Syncbase

Last updated: August 2015

Overview

Syncbase is a storage system for developers that makes it easy to synchronize app data between devices. It works even when devices are not connected to the Internet.

Synchronization between one user's devices is trivial to configure; multiple users can synchronize specific data too
- Low latency synchronization enables many apps to use storage for asynchronous communication
Internet connection not required
- Local storage still works when not connected to the internet
- Synchronization protocol is peer-to-peer and works just as well over local WiFi or Bluetooth as the internet
Conflict resolution system merges data when devices have been working offline
Unified storage model handles both structured data and blobs
- Structured databases are easy to use and queryable
- Blob caching policies work well on resource-limited devices
Powerful management tools
- Leverages the Vanadium namespace and security system
- Open source reference implementation of Syncbase for developers who want tight control over the data

The initial version of Syncbase is ready for testing and evaluation by early adopters - it is suitable for prototyping, but not for production applications.

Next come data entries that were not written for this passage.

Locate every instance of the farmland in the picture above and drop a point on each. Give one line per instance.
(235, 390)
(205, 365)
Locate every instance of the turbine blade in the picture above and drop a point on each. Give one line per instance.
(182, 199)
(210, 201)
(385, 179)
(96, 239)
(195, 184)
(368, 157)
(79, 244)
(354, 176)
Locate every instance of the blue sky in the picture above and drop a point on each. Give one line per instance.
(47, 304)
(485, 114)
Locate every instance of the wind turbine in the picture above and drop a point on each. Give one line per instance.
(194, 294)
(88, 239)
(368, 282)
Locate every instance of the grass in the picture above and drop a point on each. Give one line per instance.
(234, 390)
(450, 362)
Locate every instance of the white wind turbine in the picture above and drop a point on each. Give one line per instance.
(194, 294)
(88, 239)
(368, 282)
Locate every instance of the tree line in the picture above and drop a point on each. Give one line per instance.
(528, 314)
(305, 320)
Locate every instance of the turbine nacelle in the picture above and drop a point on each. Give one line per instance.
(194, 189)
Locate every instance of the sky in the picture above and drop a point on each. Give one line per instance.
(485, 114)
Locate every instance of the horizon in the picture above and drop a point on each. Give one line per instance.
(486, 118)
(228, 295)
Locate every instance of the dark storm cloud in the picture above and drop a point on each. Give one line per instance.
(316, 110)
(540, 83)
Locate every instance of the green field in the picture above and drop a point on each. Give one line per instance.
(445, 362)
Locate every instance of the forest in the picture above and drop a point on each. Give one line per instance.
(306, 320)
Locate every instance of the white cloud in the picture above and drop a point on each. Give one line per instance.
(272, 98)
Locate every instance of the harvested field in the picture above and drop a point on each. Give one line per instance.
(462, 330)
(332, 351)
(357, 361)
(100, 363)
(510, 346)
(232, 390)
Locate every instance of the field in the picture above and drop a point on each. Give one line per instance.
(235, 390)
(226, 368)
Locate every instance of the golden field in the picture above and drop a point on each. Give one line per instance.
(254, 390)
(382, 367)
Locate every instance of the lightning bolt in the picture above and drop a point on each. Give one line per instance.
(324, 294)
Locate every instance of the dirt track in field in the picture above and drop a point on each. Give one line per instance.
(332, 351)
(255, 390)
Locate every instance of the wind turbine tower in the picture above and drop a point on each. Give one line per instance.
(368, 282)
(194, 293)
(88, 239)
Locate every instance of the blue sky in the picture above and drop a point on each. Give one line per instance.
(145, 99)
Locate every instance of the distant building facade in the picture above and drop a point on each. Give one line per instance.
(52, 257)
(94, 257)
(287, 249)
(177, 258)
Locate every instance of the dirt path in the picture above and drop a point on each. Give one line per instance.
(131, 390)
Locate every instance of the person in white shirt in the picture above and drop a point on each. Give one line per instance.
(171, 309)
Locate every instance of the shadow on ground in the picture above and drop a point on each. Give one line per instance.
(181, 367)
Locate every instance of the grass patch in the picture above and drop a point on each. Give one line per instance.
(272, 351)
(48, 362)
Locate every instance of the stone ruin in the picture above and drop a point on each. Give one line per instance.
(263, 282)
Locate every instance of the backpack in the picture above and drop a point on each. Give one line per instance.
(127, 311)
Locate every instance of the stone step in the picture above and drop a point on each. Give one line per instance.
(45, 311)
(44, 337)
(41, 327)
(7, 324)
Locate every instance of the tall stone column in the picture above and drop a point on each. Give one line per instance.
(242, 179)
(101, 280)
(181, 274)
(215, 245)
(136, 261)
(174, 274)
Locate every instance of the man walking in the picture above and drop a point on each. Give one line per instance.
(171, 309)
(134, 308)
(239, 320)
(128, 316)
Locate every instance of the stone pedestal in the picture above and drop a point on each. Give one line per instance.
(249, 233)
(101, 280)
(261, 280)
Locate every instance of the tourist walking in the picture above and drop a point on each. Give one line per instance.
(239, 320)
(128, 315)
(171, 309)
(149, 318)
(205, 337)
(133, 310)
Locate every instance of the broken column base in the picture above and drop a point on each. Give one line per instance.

This document presents an overview of the system. It is very light on implementation details. Subsequent docs will contain those details.

Background

There are many storage systems that synchronize data between mobile devices, but most such systems are cloud-centric rather than peer-to-peer, and the few that are peer-to-peer typically focus on files rather than structured storage. In addition, very few systems have the fine-grained access control or powerful, configurable conflict resolution we want. In summary, we're trying to solve a bunch of problems simultaneously whereas those other systems each solve a subset of those problems.

Data Model

Syncbase holds blob data and two types of structured data. The data is organized by the following hierarchy:

App: Each app has its own namespace to prevent conflicts. An app can contain multiple databases but will usually contain only one.
Database: The system is designed for multiple types of database. The NoSQL database is currently implemented, and we are starting to design the SQL database. Both types support blobs and fine-grained synchronization. Queries and batches, which are similar to transactions, are limited to the scope of a single database.
- NoSQL: Tables in a NoSQL database map a key to a structured value. The value's type is vdl.Any, and reflection allows features like queries to access the fields within the struct (if it is a struct). The keys are always strings and kept separate from values (unlike MongoDB). The keys are ordered to support efficient scan of related entries. Queries are specified with a SQL style language, and functionality is currently limited to filtering the values returned by the ordered scan. Tables are heterogeneous to allow for related data to be denormalized. If the developer wishes for homogeneous tables, it is up to the developer to enforce that.
- SQL: (Not yet implemented, and may be folded into NoSQL by supporting optional schemas, secondary indexes, and richer queries.) A SQL table implements the SQL 92 standard as much as possible while still supporting blobs and synchronization. We recognize that there are certain apps that stretch the limits of the NoSQL data model.

Blobs

Both SQL and NoSQL databases have strong support for blobs. Blobs support a streaming upload/download API rather than the all-at-once operations of the structured data. Syncbase understands references to blobs in the structured data, making it possible to implement automatic caching and garbage collection of the blobs. Blob references implicitly grant access to blobs in a manner similar to a capability (see blob references).

Batches

A batch is a group of read and write operations that are logically related. When an app uses Syncbase without synchronization, a batch is equivalent to an ACID transaction.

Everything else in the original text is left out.